As Ben handed the balance sheet over, he noticed a folder with his name on the tab centered in the middle of Lathrop Hyde’s blotter.

“Let’s see what we have here, folks,” Mr. Hyde said.

He studied each item on the brief statement with great care, checked the margin beside each one with a very small check made with a very hard pencil. He put it aside and let the silence grow until Ben had to say something and said, “Is that what you wanted from me?”

“I hoped it would look a little better, Mr. Weldon. You’d have a long wait getting that much for the house. Used furniture and equipment—especially in a house where there’s children—isn’t worth listing. And if you check the blue book, you’ll find you have no equity in that car at all. There isn’t enough equity in the house to allow a sound second mortgage. I guess I didn’t find what I was looking for.”

“What were you looking for, Mr.
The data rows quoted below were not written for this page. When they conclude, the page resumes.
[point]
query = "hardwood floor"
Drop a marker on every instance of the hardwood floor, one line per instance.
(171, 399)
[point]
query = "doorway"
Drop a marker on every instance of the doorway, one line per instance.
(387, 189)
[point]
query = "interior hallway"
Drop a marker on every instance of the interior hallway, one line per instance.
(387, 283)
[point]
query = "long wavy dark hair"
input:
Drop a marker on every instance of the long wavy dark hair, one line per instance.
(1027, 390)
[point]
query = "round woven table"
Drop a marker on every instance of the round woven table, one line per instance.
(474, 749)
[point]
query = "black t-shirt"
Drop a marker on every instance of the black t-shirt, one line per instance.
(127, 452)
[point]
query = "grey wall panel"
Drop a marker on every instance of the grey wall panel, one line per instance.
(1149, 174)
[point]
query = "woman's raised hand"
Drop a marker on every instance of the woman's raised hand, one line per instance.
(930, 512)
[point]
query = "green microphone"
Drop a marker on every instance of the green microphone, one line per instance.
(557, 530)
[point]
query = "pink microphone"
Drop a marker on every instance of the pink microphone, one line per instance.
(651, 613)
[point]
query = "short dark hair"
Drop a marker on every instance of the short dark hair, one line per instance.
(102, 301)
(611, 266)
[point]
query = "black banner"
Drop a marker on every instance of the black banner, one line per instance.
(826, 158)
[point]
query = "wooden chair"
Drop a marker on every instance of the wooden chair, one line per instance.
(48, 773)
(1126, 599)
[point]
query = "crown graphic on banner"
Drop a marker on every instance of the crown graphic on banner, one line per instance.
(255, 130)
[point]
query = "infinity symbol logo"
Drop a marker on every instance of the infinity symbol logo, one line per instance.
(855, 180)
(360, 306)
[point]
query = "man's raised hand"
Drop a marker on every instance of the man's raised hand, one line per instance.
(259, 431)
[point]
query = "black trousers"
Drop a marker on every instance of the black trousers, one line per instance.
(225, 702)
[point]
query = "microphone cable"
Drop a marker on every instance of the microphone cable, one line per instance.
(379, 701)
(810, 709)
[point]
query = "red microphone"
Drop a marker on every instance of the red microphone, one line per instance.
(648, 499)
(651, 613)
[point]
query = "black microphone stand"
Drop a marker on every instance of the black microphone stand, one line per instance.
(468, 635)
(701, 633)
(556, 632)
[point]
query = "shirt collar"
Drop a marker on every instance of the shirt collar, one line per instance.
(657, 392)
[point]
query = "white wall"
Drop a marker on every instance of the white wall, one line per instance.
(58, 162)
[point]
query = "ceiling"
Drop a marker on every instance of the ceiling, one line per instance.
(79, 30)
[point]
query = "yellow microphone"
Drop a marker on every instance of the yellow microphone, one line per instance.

Hyde?” Ginny asked sweetly.

“Security, Mrs. Weldon. Security.”

“So are we,” she said.

“What? Oh, I mean ample legal security on which we can loan money, Mrs. Weldon. There’s no fat left in those insurance policies. You own no securities. And you certainly have a substantial amount of current bills to pay.”

“Nearly all of that is because of my mother’s recent death,” Ben said.

“I heard about that. May I extend my sympathies.”

“Thanks. If I can’t renew my note when it comes due day after tomorrow, Mr. Hyde, I’d like to borrow five thousand. I’d use sixteen hundred to retire the note, and pay off the balance of those bills.”

“A hundred-and-eighty-day note?” Hyde asked mildly.

“Yes.”

“And how would you expect to pay it back?”

“I’ve been sending my mother two hundred dollars a month, Mr. Hyde. That will no longer be necessary. I can pay the two hundred on the note instead.”

“Which in one hundred eighty days would be twelve hundred dollars. It is against the law, Mr Weldon, for us to loan money on an open note when we see little expectation of its being paid back within the stated time. A fully secured note is a different thing, of course. I’m sorry, Mr. Weldon.”

“Do you think I’m a bad risk?”

Mr. Hyde frowned slightly. “That’s an unfortunate expression, but since you used it, I’ll answer you frankly. Yes.”

“But——”

“Just a moment, Mr. Weldon. We are tightening our policy as far as you people are concerned. You bright young men who work in the city are very persuasive, you know. And we—uh—less sophisticated types are apt to be a little too awed by the salaries you are paid. And so, without realizing it until recently, we’ve let ourselves get into an unhealthy position on open notes to you brisk, successful young gentlemen. You make big incomes, but you live up to them and beyond them. Thrift seems to have become a dirty word nowadays. Personally, I am inclined to think of all this, on old-fashioned grounds, as a lack of character.”